Un fait divers bouleversant a secoué ces derniers jours la commune de Ratoma. Un nouveau-né a été enlevé au Centre Médical Communal (CMC), plongeant le personnel de santé et la famille de la victime dans la consternation et la colère.
Pour en savoir davantage sur l’évolution de cette affaire, notre reporter s’est rendu ce lundi sur les lieux. Dans la cour du centre, le sujet est sur toutes les lèvres, aussi bien parmi les patients que dans le corps médical. Mais à notre arrivée, les agents sur place ont indiqué que la presse n’était pas la bienvenue, le temps que l’enquête ouverte par les autorités livre ses conclusions.
Après insistance, un médecin ayant requis l’anonymat a accepté de se confier brièvement : « Tout ce que je peux vous dire, c’est que l’enquête évolue bien. Nous sommes profondément affectés par ce vol, qui jette une tache noire sur tout le personnel », a déclaré le praticien, avant de préciser qu’il ne pouvait donner davantage de détails sur l’évolution du dossier.
Le médecin nous a ensuite mis en contact avec un membre de la famille du nouveau-né. Aminata Soumah, jointe par téléphone, a confirmé que plusieurs sages-femmes sont actuellement en garde à vue dans le cadre de l’enquête, sans toutefois entrer dans les détails.
« C’est une situation très difficile pour la famille mais nous croyons aux autorités», a-t-elle simplement confié, visiblement émue.
Au sein du centre, la méfiance s’est installée. Certaines patientes, notamment les femmes enceintes venues en consultation, expriment désormais leurs craintes.
« Moi, j’ai peur maintenant. Heureusement, je ne vais pas accoucher ici. J’ai demandé à mon mari de m’envoyer ailleurs, même si mon gynécologue est ici. Tout cela fait vraiment peur », témoigne Mabinty Dabo une femme rencontrée ce lundi sur place.

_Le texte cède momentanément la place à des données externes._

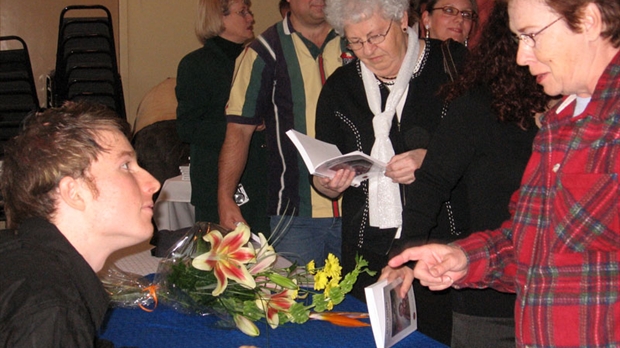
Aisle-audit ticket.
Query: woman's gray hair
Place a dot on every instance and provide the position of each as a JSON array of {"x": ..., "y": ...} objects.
[{"x": 341, "y": 12}]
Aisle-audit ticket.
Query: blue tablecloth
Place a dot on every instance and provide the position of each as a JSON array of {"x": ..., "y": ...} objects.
[{"x": 167, "y": 328}]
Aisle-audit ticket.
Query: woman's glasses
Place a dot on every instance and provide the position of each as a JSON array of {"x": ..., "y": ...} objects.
[
  {"x": 373, "y": 40},
  {"x": 528, "y": 39},
  {"x": 453, "y": 11}
]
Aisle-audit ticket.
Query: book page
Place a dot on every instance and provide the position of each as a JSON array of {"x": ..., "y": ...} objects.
[
  {"x": 313, "y": 151},
  {"x": 392, "y": 318},
  {"x": 401, "y": 314},
  {"x": 324, "y": 159}
]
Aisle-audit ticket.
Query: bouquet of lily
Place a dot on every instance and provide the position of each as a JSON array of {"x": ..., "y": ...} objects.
[{"x": 238, "y": 276}]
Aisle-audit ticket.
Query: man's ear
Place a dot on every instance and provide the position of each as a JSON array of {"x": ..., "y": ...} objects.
[{"x": 71, "y": 191}]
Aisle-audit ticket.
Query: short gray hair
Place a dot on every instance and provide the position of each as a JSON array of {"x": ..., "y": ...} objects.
[{"x": 339, "y": 12}]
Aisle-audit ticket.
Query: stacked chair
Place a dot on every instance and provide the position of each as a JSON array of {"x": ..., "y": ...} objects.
[
  {"x": 18, "y": 94},
  {"x": 86, "y": 64}
]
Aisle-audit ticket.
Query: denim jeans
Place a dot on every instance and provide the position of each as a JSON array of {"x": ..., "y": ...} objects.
[{"x": 306, "y": 239}]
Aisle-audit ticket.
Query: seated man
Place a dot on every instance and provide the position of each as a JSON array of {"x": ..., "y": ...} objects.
[{"x": 74, "y": 193}]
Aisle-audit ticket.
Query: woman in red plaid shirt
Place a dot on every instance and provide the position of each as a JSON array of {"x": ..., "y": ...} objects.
[{"x": 560, "y": 252}]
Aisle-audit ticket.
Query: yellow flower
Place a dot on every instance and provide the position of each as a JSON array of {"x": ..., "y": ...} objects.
[
  {"x": 311, "y": 267},
  {"x": 320, "y": 280},
  {"x": 332, "y": 266}
]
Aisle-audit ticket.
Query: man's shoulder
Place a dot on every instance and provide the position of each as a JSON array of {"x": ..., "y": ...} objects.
[{"x": 271, "y": 36}]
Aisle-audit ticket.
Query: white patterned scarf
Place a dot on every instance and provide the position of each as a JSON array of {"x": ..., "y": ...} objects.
[{"x": 385, "y": 208}]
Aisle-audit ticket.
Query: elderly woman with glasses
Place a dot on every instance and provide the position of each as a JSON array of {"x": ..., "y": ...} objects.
[
  {"x": 450, "y": 19},
  {"x": 203, "y": 85},
  {"x": 560, "y": 250},
  {"x": 384, "y": 103}
]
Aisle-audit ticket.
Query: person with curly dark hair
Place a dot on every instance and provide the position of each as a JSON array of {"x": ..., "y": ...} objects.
[{"x": 482, "y": 146}]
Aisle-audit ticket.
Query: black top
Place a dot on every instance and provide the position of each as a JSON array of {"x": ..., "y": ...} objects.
[
  {"x": 49, "y": 295},
  {"x": 475, "y": 152},
  {"x": 344, "y": 118}
]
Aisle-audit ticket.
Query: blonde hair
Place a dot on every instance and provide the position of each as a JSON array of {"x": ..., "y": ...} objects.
[{"x": 209, "y": 17}]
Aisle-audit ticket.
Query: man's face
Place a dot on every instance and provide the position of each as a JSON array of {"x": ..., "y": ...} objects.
[
  {"x": 309, "y": 12},
  {"x": 121, "y": 209}
]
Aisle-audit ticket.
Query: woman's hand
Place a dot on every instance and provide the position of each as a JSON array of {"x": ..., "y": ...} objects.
[
  {"x": 403, "y": 272},
  {"x": 438, "y": 267},
  {"x": 401, "y": 167},
  {"x": 333, "y": 187}
]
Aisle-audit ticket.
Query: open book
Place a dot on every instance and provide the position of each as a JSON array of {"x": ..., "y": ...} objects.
[
  {"x": 392, "y": 317},
  {"x": 324, "y": 159}
]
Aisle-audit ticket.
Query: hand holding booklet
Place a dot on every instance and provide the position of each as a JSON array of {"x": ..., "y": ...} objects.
[
  {"x": 324, "y": 159},
  {"x": 392, "y": 317}
]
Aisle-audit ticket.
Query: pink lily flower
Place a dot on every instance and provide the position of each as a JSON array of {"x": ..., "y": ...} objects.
[
  {"x": 265, "y": 256},
  {"x": 246, "y": 325},
  {"x": 227, "y": 258},
  {"x": 273, "y": 304}
]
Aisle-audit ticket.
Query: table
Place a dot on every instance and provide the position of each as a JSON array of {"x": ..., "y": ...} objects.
[
  {"x": 173, "y": 209},
  {"x": 166, "y": 328}
]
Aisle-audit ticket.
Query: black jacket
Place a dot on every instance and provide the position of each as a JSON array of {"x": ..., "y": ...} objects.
[{"x": 49, "y": 295}]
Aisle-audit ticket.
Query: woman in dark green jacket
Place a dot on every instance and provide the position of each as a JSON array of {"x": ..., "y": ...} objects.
[{"x": 203, "y": 84}]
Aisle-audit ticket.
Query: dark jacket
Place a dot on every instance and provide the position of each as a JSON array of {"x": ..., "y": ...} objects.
[
  {"x": 49, "y": 295},
  {"x": 204, "y": 78}
]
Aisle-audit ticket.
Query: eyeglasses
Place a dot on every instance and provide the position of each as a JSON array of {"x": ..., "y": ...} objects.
[
  {"x": 244, "y": 13},
  {"x": 373, "y": 40},
  {"x": 453, "y": 11},
  {"x": 528, "y": 39}
]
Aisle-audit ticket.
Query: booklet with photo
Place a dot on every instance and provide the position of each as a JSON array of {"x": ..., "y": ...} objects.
[
  {"x": 324, "y": 159},
  {"x": 392, "y": 317}
]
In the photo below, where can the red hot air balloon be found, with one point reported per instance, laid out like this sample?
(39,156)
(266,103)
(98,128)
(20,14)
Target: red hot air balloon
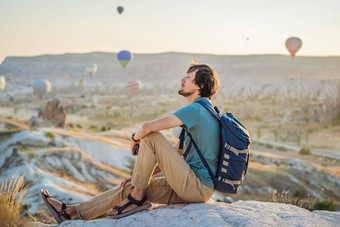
(134,86)
(293,44)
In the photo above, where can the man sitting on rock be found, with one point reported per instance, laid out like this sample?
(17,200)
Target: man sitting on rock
(185,180)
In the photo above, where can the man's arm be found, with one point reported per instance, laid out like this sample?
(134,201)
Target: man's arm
(180,151)
(156,125)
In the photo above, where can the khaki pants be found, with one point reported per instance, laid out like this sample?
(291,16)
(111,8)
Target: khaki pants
(179,184)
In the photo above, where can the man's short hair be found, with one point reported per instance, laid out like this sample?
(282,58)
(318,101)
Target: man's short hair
(205,78)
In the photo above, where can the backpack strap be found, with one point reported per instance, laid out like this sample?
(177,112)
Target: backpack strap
(200,155)
(213,112)
(236,151)
(181,138)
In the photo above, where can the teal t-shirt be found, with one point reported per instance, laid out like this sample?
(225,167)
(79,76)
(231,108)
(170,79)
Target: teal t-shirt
(205,130)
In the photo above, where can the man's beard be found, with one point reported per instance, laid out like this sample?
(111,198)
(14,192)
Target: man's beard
(185,94)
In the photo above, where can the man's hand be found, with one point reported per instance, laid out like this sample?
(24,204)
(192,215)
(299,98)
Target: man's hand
(126,180)
(133,144)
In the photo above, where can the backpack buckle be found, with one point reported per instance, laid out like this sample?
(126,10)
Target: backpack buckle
(227,146)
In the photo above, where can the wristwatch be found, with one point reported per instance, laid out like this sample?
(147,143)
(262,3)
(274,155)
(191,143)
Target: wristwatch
(134,138)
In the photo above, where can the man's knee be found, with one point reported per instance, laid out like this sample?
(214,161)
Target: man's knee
(153,136)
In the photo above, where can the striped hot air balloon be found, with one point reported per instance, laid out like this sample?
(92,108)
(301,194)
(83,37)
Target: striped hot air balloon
(120,9)
(134,87)
(124,58)
(91,69)
(2,83)
(293,44)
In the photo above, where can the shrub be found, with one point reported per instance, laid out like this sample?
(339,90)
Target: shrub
(12,195)
(305,151)
(299,193)
(93,127)
(50,135)
(324,205)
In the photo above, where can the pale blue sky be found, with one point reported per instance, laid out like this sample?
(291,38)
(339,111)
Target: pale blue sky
(34,27)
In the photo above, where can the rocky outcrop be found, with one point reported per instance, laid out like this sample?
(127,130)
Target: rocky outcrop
(241,213)
(55,113)
(53,116)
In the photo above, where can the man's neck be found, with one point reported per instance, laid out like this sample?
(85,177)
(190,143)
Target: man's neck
(192,98)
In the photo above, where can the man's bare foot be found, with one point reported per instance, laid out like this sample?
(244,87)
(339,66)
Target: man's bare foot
(57,205)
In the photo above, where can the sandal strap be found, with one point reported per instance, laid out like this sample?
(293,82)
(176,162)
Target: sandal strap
(137,202)
(120,209)
(63,212)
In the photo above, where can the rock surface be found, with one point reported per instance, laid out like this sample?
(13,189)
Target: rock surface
(241,213)
(55,113)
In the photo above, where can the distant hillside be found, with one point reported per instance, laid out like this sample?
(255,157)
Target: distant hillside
(170,66)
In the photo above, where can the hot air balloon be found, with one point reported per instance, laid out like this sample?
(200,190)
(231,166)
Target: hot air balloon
(9,77)
(2,83)
(120,9)
(41,87)
(293,44)
(18,69)
(124,57)
(176,132)
(134,86)
(91,69)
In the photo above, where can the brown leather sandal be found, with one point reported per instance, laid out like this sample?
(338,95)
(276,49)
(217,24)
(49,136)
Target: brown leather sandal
(53,211)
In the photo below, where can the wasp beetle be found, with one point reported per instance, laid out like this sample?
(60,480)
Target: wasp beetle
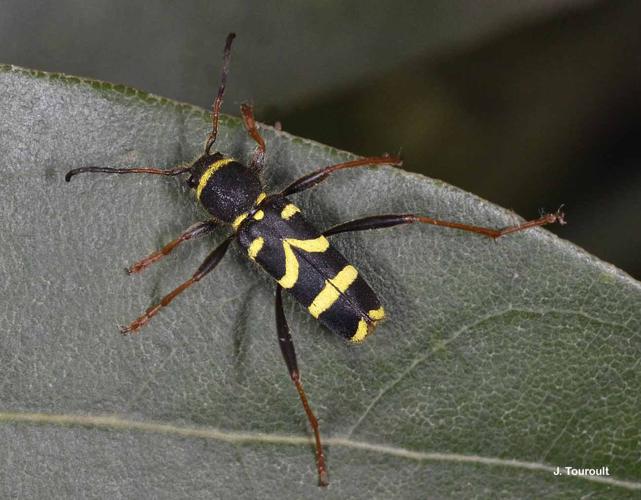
(274,233)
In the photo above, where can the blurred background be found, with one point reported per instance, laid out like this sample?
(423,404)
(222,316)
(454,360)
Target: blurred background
(528,104)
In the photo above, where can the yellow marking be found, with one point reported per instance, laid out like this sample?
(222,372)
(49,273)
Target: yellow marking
(209,172)
(289,211)
(319,244)
(255,247)
(290,277)
(332,290)
(361,332)
(238,220)
(377,314)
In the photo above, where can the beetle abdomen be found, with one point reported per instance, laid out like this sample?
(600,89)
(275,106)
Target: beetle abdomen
(303,262)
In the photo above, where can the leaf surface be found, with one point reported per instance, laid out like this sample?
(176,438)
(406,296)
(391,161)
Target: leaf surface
(499,361)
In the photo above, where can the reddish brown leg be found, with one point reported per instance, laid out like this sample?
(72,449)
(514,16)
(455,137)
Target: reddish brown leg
(191,232)
(310,180)
(205,268)
(218,102)
(250,124)
(287,348)
(381,221)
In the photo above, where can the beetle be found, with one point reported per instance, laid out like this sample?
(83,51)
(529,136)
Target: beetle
(275,234)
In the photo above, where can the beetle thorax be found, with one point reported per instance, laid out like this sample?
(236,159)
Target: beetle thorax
(225,187)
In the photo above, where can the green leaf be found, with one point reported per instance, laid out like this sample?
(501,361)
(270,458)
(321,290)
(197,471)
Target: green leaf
(499,361)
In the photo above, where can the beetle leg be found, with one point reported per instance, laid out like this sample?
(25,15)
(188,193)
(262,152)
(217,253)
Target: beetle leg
(205,268)
(287,348)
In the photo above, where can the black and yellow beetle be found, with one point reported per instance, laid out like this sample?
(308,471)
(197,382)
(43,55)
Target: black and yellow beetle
(275,234)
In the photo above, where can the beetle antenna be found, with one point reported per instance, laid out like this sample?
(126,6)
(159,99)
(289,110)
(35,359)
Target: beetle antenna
(218,102)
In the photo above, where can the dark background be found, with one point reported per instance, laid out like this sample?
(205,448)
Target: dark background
(528,104)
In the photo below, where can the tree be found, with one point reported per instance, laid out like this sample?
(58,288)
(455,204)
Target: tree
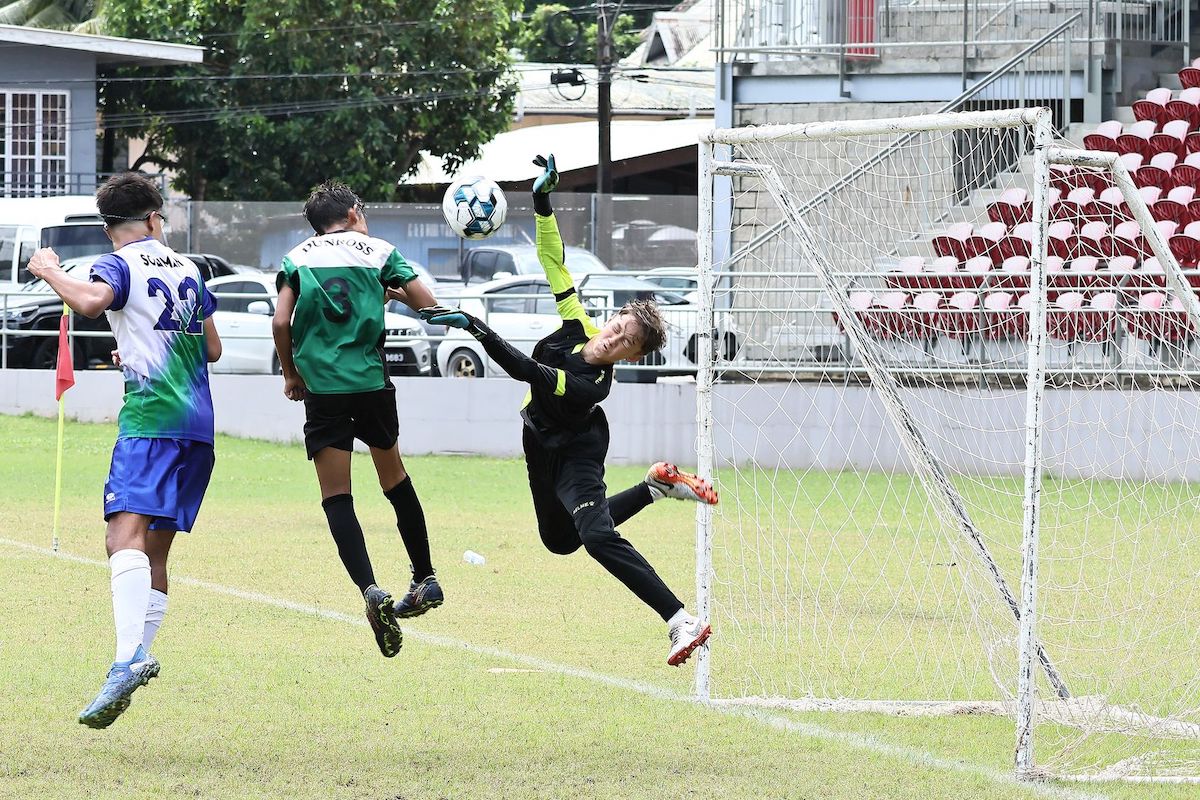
(557,34)
(58,14)
(297,91)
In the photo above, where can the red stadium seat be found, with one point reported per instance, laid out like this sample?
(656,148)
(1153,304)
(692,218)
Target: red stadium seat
(1187,173)
(1135,138)
(906,274)
(1061,240)
(892,312)
(1000,316)
(1157,318)
(942,274)
(1105,137)
(1158,172)
(1186,246)
(1019,241)
(1091,239)
(953,241)
(1077,208)
(1186,107)
(1117,272)
(1065,316)
(1110,206)
(985,241)
(861,301)
(1017,274)
(1013,208)
(960,316)
(1189,76)
(1153,107)
(975,272)
(1149,276)
(1126,240)
(927,314)
(1175,205)
(1173,138)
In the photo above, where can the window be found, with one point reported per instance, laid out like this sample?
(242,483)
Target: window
(483,265)
(503,302)
(34,145)
(238,287)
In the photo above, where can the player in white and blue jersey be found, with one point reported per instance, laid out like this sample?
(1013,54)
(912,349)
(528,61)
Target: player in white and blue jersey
(162,318)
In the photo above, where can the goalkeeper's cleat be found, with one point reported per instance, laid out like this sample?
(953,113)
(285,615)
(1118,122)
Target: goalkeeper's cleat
(382,615)
(118,690)
(420,597)
(685,636)
(673,482)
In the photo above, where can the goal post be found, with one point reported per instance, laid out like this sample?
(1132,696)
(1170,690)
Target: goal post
(877,435)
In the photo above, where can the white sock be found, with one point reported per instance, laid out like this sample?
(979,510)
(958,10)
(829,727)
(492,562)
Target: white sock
(155,611)
(131,595)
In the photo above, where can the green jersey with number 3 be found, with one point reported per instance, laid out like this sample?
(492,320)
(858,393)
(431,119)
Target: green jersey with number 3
(337,329)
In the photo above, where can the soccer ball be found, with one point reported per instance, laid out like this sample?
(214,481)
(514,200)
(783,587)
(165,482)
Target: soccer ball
(474,208)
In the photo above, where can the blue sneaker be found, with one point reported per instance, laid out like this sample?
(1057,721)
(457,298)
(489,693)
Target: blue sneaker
(420,597)
(117,692)
(382,615)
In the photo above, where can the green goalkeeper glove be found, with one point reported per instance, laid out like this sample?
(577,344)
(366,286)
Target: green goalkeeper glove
(445,316)
(549,179)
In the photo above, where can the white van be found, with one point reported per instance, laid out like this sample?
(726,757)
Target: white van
(71,224)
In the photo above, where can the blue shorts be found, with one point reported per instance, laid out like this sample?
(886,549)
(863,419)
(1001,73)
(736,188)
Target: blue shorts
(163,479)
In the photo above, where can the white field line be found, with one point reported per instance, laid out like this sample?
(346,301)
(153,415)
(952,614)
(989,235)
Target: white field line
(861,741)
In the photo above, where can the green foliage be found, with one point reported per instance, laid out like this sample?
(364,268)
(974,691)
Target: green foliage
(354,90)
(553,25)
(59,14)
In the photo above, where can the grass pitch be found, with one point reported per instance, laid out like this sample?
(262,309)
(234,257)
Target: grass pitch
(541,677)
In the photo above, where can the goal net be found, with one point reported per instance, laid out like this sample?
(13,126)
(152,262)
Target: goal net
(957,441)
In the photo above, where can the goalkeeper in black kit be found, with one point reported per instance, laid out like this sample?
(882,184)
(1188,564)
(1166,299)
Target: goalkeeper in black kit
(565,433)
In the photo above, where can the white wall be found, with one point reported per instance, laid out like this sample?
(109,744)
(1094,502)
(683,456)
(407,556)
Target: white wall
(437,415)
(1135,434)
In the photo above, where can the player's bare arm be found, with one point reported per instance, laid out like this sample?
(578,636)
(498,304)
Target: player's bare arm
(281,330)
(87,298)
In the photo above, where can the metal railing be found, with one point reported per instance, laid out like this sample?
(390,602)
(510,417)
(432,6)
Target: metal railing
(27,184)
(967,35)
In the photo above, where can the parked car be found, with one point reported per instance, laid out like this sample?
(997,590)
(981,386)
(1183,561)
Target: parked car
(445,295)
(36,308)
(245,306)
(491,262)
(522,310)
(679,280)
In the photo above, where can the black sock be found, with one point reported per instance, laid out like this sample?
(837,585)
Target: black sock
(625,504)
(411,522)
(348,536)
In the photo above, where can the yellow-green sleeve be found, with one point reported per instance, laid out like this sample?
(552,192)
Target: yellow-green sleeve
(553,260)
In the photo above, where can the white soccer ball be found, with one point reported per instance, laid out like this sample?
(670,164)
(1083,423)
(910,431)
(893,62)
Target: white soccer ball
(474,208)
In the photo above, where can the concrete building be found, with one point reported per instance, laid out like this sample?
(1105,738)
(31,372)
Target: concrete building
(48,103)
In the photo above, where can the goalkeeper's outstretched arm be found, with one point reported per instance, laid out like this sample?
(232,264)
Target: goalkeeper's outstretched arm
(551,252)
(515,362)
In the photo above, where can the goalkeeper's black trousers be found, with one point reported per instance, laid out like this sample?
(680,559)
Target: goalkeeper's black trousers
(573,511)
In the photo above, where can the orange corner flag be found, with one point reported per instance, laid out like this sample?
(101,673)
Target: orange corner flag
(64,378)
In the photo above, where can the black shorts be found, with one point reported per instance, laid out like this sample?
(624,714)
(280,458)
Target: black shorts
(337,420)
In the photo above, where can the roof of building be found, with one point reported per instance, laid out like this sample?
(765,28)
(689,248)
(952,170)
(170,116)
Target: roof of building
(508,157)
(635,91)
(681,37)
(107,49)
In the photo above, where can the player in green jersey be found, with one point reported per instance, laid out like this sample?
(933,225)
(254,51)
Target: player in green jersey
(329,332)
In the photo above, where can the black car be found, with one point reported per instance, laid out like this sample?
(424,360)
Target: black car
(23,350)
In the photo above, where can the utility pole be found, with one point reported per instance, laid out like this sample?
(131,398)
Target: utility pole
(604,121)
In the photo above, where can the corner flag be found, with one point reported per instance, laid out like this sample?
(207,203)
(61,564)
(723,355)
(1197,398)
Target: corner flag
(64,379)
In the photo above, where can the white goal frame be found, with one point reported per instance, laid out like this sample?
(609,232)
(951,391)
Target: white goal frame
(1024,603)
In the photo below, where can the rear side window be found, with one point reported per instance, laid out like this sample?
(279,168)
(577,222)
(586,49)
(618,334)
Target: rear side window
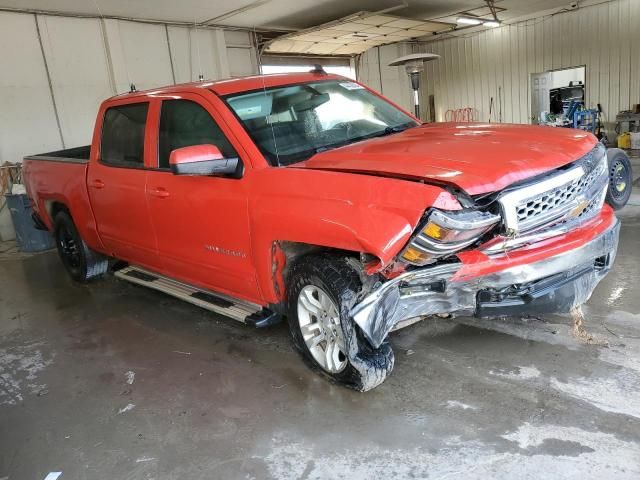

Face à cette situation, les responsables du CMC de Ratoma annoncent une batterie de mesures destinées à renforcer la sécurité dans les services de maternité. Parmi elles figurent le contrôle systématique des entrées et sorties, l’installation de dispositifs de surveillance et la présence accrue du personnel de garde dans les salles d’hospitalisation.
En attendant les conclusions de l’enquête, la direction du centre appelle à la retenue et au respect du secret de l’instruction, tout en promettant que de tels cas ne se reproduiront plus au sein de l’établissement.